Jan. 7-10 Santa Fe and Flagstaff
Many of our friends seem to be in various stages of moving to Santa Fe, NM. The brother of one of our close Boston friends is running for Mayor here. Others, who have established themselves already in Santa Fe, participate in the Grumpy Grandpas lunch group and the Raging Grannies singing society. Our friends took us to Harry’s Roadhouse, where the owner perked up when he learned we were from Boston. He told us his Boston story: When he was hitchhiking once he got a ride with a Boston driver. As they were going down the highway, an ambulance suddenly screamed by, and the Boston driver abruptly switched lanes to follow the vehicle, careening dangerously closely behind him, at full speed. A policeman tried to pull him over for tailgating the ambulance. But the Boston driver kept driving, yelling back at the cop: “It’s my brother in there!”
That sounded more like Tennessee or Texas drivers, to us, but never mind. New Mexico has always been full of dreamers and artists, those who make history and those who make it up because it’s a good story. They enjoy myriad transcendental and intellectual approaches to the unknown, including sunset rituals, healing massages, Yoga, crystals, secret alien encounters and nuclear experiments, paranormal phenomena, and the devil’s own hot sauce. Other states have politicians who do corrupt and bad things, our friend observed, but New Mexico suffers from a different problem: politicians who do nothing.
I have always loved New Mexico. This time we visited not only our hosts’ graceful hacienda, but also the work-in-progress artist’s house being taken over by other friends, who are in the process of abandoning New York City to move here. Their adopted home needs a lot of repairs. But it has a magic secret. Through a series of strategic portholes in the thick adobe walls, the sun, at the time of solstice, shines through as a solid shaft of light, piercing the entire house.
Alas, my timing was wrong for this miraculous display. Our visit was hampered by my head and chest cold, which was getting worse by the hour. I felt as if I were spreading plague. John, who had gotten sick first in Mississippi, was feeling better now in New Mexico. So he carried on sociably while I fled to our bedroom to sneeze. There would be no visits to Ten Thousand Waves this time, for massages and lunch. Instead we bought several boxes of Kleenex and hit the road on Jan. 9 for Gallup and Flagstaff.

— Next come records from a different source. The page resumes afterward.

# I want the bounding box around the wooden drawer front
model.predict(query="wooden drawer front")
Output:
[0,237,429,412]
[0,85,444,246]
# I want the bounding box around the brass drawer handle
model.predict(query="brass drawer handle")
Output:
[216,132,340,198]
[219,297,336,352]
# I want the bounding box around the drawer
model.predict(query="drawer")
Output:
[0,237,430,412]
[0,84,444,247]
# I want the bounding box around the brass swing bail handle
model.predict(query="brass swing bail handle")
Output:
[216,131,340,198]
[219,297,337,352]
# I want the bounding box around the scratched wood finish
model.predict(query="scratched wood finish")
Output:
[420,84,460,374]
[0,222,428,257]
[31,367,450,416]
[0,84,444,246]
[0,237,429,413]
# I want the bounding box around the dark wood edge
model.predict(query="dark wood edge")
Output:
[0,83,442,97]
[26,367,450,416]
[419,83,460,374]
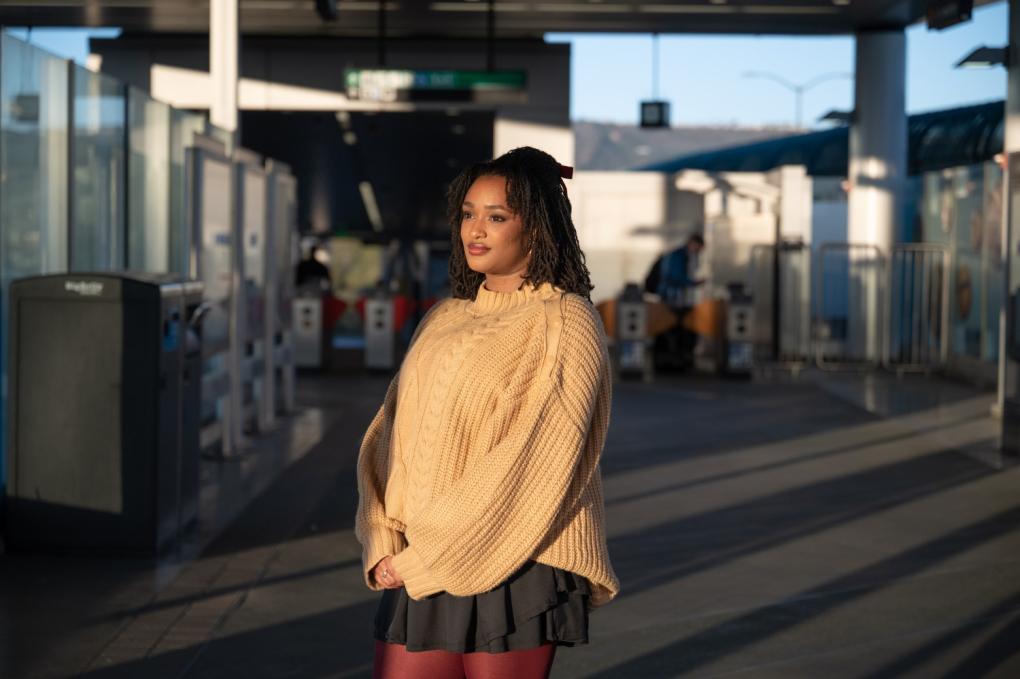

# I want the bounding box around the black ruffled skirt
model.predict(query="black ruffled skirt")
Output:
[373,561,592,654]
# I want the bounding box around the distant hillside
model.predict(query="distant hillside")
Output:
[573,121,805,170]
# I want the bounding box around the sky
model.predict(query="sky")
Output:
[546,2,1008,126]
[12,2,1008,126]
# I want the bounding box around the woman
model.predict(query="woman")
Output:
[355,148,619,679]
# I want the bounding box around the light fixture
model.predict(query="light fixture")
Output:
[639,33,669,127]
[955,45,1009,68]
[818,108,854,125]
[315,0,337,21]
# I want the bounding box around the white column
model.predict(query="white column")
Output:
[209,0,241,137]
[848,31,907,255]
[847,30,907,361]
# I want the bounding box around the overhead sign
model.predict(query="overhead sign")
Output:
[344,68,527,104]
[641,100,669,127]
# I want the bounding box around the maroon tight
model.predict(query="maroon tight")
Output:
[372,639,556,679]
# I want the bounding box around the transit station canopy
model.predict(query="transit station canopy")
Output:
[0,0,993,38]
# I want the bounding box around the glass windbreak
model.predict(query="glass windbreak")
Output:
[128,88,170,273]
[70,66,125,271]
[0,35,68,485]
[919,163,1004,364]
[168,109,205,276]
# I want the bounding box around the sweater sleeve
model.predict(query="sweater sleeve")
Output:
[393,297,612,599]
[354,295,442,590]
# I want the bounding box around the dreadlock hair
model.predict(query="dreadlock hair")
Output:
[447,146,594,301]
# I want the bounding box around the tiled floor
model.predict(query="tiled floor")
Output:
[0,375,1020,679]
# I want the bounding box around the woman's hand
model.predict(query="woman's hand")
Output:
[372,556,404,589]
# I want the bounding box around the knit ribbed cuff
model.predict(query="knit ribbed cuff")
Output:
[393,544,443,600]
[361,526,407,591]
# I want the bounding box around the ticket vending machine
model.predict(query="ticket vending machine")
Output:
[999,153,1020,455]
[186,135,242,456]
[5,272,205,554]
[234,149,271,431]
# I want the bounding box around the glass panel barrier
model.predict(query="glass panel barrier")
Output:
[128,88,170,273]
[70,66,125,271]
[0,34,68,485]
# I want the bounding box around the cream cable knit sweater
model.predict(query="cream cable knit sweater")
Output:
[355,283,619,606]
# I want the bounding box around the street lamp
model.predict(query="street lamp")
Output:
[744,70,854,127]
[954,45,1009,68]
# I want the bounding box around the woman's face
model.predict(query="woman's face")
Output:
[460,176,529,277]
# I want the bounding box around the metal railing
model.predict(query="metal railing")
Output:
[883,244,950,372]
[813,243,887,370]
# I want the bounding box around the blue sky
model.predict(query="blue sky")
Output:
[13,2,1008,125]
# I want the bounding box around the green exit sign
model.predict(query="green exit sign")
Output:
[344,68,527,104]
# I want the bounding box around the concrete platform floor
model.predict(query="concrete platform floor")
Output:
[0,375,1020,679]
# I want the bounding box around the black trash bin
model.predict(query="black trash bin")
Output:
[5,273,202,554]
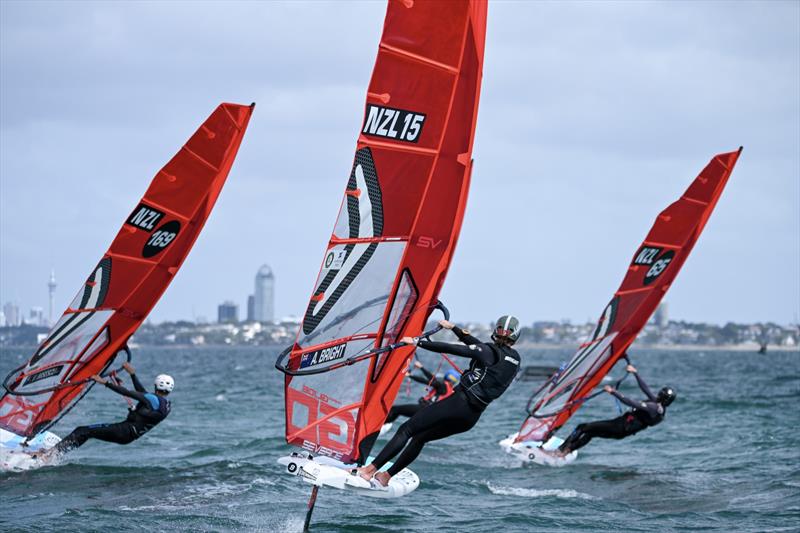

The Texas panhandle had been a series of small rancheros. In New Mexico, we found a few scattered cows and sheep grazing in deep canyons and along flat-topped mesas, sun-washed in ochre and yellow. We were amused by a billboard on I-40 outside Albuquerque, consisting only of the famous bushy black eyebrows, eyeglasses, and mustache of Groucho Marx. “Laugh More,” it said. We did.
Driving parallel to Route 66, we wondered what it actually looked like. At lunchtime we finally turned onto the historic road, where we found the El Rancho Hotel, a once-famous wild west film location. Guest rooms were named for all the top movie stars who stayed here. Forty years later, it seemed pretty quiet, with just a few locals in the café.
Heading toward Flagstaff, AZ, we took a side trip to the Petrified Forest, near Holbrooke. Trees that grew over 200 million years ago washed down here into a massive volcanic sea, and petrified into gorgeous giant stones.
Randy the park ranger told us that the fierce crocodile skeleton displayed at the Visitor Center was a Smilosuchus, dating from the dawn of the dinosaurs, in the Triassic period. https://www.nps.gov/pefo/learn/management/images/smilosuchus-cast.jpg?maxwidth=1200&autorotate=false He said some relatives of this dinosaur grew to be 80 feet long! With this frame of reference, Homo Sapiens seem ridiculously small and arriviste.
With a new sense of our own insignificance, we retired to our Courtyard hotel in Flagstaff, AZ. The next morning, the car was covered with snow!
We had to watch for icy patches on the highway as we headed toward Kingman, where the cozy Siren’s Café had already run out of lunch specials by 12:30 p.m. A postman breezed in, singing to the crowd, “Here’s your mailman!” He hand-delivered packages to each staffer behind the counter, and then turned to the entire room, saying “Thank you for employing me!” Everyone laughed and applauded. Even though it was snowy outside, he was wearing shorts!
Fortified by warm food and good humor, we crossed through a long, lonely stretch of the Mohave Desert into California. All we could see was a mirage on the horizon, as the gas gauge warned us of pending doom. In the nick of time a real oasis appeared out of nowhere, on Route 66 in Fenner. The gas station was owned by a Seventh Day Adventist who strategically placed religious pamphlets on giant display racks that had to be navigated by anyone trying to visit the restroom.
Our own salvation lay many miles ahead, in the Joshua Tree National Park. We didn’t know it yet, but miraculous margaritas and live music were waiting for us, at the Twentynine Palms Inn.